James Jebbia is a British-American who moved to New York in his late teens. He began his career as a child actor, starring as Tommy Watson in the Grange Hill early series.
He also worked at a Duracell factory. But he switched paths when he got inspired to become a fashionista. It started when Jebbia went on shopping trips to London clothing stores. He was amazed at the simplicity of those stores. “The cool shops that had the cool clothes that everyone wore–no luxury brand name or anything,” he says.
Treading the Fashion Line
Jebbia ventured into the fashion world as a sales assistant at Parachute–a skate store in SoHo. It sold women's clothes and home decor items. Next, he moved to a nearby flea market, establishing the Union store.

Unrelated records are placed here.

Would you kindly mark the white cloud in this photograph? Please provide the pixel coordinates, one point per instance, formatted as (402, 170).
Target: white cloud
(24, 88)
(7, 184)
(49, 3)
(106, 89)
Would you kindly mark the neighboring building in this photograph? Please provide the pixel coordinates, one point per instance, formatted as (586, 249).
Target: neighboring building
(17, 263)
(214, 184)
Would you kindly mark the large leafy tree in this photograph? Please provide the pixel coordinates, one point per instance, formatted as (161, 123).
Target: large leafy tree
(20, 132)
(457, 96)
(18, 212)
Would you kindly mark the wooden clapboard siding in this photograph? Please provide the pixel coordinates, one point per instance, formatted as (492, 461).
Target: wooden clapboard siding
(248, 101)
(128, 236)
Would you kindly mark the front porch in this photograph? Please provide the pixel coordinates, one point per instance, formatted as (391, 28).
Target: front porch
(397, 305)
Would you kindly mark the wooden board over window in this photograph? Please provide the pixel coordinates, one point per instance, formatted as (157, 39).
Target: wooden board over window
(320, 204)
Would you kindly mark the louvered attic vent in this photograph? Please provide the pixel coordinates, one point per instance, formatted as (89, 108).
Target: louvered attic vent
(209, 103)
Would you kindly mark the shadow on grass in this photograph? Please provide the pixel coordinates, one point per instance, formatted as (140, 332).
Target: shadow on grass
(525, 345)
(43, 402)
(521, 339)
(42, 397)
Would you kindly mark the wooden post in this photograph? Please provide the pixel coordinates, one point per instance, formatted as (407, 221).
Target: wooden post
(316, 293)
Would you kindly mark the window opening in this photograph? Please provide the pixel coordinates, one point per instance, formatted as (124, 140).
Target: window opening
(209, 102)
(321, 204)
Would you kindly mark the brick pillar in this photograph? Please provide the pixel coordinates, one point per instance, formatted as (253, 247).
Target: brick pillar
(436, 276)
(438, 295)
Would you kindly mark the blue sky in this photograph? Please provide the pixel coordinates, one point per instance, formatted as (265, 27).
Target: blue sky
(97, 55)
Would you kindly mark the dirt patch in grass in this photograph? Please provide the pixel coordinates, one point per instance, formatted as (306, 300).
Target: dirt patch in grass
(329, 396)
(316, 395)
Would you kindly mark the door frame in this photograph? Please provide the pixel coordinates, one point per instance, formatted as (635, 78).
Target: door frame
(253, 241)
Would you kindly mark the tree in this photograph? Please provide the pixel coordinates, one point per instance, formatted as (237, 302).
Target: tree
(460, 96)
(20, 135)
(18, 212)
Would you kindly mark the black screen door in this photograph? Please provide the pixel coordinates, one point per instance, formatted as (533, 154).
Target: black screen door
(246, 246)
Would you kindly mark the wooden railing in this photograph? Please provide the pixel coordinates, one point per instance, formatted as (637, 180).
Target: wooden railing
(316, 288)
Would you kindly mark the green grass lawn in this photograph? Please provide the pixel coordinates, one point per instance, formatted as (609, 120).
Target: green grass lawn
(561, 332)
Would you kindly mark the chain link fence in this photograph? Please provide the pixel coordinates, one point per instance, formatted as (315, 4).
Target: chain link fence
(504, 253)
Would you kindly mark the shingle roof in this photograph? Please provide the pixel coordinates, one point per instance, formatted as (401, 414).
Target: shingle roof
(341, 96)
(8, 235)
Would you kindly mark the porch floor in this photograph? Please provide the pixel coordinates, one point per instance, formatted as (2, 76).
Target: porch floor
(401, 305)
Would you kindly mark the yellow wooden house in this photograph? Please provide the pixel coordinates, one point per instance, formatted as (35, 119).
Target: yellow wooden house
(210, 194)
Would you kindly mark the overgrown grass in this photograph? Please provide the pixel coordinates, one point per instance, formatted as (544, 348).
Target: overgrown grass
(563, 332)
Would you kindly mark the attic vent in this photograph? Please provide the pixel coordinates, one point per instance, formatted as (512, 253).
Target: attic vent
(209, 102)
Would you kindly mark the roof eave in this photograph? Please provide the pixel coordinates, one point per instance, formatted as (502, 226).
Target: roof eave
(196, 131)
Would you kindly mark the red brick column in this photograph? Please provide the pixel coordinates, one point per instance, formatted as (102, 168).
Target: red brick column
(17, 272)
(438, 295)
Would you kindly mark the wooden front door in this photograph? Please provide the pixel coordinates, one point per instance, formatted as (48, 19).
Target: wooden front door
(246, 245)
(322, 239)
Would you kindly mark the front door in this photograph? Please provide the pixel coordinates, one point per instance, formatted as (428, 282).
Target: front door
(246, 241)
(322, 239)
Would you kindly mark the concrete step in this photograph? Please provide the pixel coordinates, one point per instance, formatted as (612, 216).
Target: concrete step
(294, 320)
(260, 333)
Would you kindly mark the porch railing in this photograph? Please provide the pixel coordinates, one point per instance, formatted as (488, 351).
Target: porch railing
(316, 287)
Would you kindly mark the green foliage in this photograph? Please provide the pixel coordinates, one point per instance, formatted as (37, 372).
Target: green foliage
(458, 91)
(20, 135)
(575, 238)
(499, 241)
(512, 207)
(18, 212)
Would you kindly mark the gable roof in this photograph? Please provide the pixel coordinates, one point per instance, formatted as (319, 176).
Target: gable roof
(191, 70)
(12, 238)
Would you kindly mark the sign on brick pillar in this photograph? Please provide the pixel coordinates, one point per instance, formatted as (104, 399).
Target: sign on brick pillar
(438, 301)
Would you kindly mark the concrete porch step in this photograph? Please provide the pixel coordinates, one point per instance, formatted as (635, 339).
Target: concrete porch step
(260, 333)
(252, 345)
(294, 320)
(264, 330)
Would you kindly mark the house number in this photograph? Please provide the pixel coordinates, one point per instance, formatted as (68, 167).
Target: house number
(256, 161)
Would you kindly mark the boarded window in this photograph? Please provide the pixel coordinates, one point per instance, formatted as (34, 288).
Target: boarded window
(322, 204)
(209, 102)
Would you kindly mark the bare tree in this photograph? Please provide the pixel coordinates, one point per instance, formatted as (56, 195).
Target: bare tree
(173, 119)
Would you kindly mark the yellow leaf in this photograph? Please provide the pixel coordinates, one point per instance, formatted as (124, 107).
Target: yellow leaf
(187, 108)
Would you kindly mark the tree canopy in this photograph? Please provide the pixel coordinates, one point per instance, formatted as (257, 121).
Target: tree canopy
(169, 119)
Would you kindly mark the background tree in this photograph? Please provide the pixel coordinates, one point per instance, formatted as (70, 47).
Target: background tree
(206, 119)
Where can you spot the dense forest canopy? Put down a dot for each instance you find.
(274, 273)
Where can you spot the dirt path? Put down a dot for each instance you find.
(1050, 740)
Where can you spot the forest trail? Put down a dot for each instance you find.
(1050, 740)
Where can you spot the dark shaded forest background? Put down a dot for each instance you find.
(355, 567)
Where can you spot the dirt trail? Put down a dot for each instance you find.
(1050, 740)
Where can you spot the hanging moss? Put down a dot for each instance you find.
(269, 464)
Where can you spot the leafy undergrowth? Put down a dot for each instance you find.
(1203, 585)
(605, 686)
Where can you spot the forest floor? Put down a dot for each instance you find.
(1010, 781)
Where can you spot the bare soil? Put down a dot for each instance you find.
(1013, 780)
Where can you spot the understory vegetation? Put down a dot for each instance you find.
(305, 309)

It sold streetwear and showcased a mix of British clothing brands. Under Jebbia, Union excelled well enough to sell clothes styled by Shawn Stussy–a surfer and skateboarder. It did great at this point. Stussy and Jebbia also ran a store together. After Stussy's retirement, Jebbia branched out to establish his own fashion store.
Building a “Supreme” Skate Shop
Manhattan’s Lafayette street set the perfect scene for Jebbia’s new business expedition. It held a quiet lane of antique stores and had an art-scene connection. Jebbia set up the space in an unconventional way. It had cranky music, videos, and good skateboards. His first set of employees included kids. Some were skateboarders, and others were child actors.
Initially, the Supreme store rolled out T-shirts. After that, it brought cotton hoodies, fitted caps, and skateboard decks into its fashion line. In 2019, Supreme had over 12 stores in diverse locations like London, Tokyo, and Paris.
Jebbia targeted icon figures within the skateboarding and fashion space. He brought in Sage Elsesser, a model and pro skater, to feature in Supreme’s lookbook. The low-key fashion brand has also collaborated with Kim Jones, who served as Louis Vuitton’s menswear artistic director. Jebbia enjoyed partnering with Kim to style skateboards, jackets, shirts, and bandannas.
For Jebbia, Supreme’s collaborative effort is not the conventional high-pitched, promotional marketing. “We don’t over connect ourselves but simply show what we do. It’s just like magazines two decades ago,” Jebbia says.
Jebbia could make a gallery showcasing the list of artists he has collaborated with. This includes Damien Hirst, John Baldessari, Christopher Wool, and Mark Flood. He also collaborated with Comme des Garcons. It’s crystal clear how much Jebbia values brand partnership.
This empowered Supreme to spin out a new line of shirts, tees, and shoes.